Although this is the first large study to evaluate factors associated with failure to list HIV-positive kidney transplant candidates, several limitations must be acknowledged. Most importantly, this was a retrospective analysis, and data on HIV disease control were limited to the information provided by patients and their providers. Failure to provide documentation of CD4 and viral load prevented more than one-third of potential candidates from progressing beyond the initial evaluation; however, it is possible that informed HIV providers chose not to submit documentation for patients who did not meet HIV disease-specific eligibility criteria. This may be particularly true for self-referrals, who did not always consult their HIV provider prior to the initial evaluation.
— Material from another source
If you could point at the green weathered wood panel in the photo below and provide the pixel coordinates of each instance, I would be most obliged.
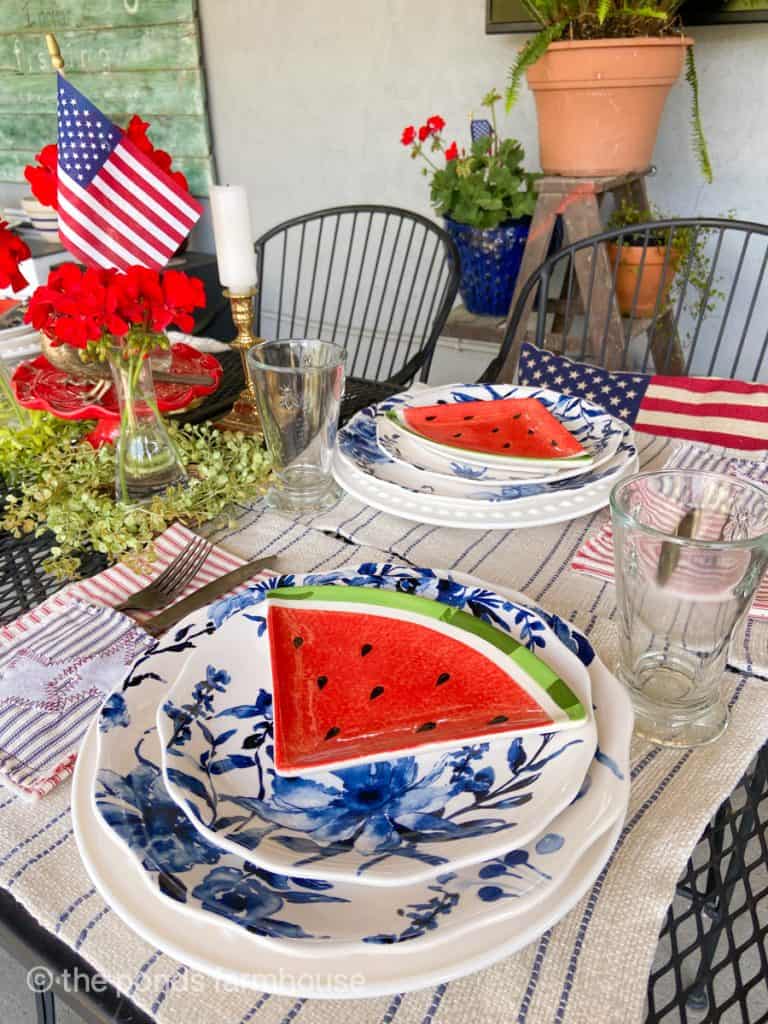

Potential transplant candidates provided contact information for both their primary nephrologist and their primary HIV provider, and in many cases, they did not specify who referred them for evaluation. In addition, data on the availability of potential living donors were not rigorously collected for patients who did not proceed to full evaluation, so we are unable to estimate the effect of this variable on completion of the transplant evaluation. Finally, the current study did not address barriers to referral of potential transplant candidates, which are likely to be of unique importance in the HIV-positive ESRD population because of disparities in the referral of minority patients (15).
In conclusion, more efficient medical record sharing and an awareness of factors associated with failure to list HIV-positive transplant candidates may enable transplant centers and referring providers to more effectively advocate for these patients. Our data also suggest that given the complex nature of these patients’ medical conditions, increased resources may be required to ensure that they benefit from transplantation.
Supported by NIH grants UO1 AI52748 and K23 DK077568.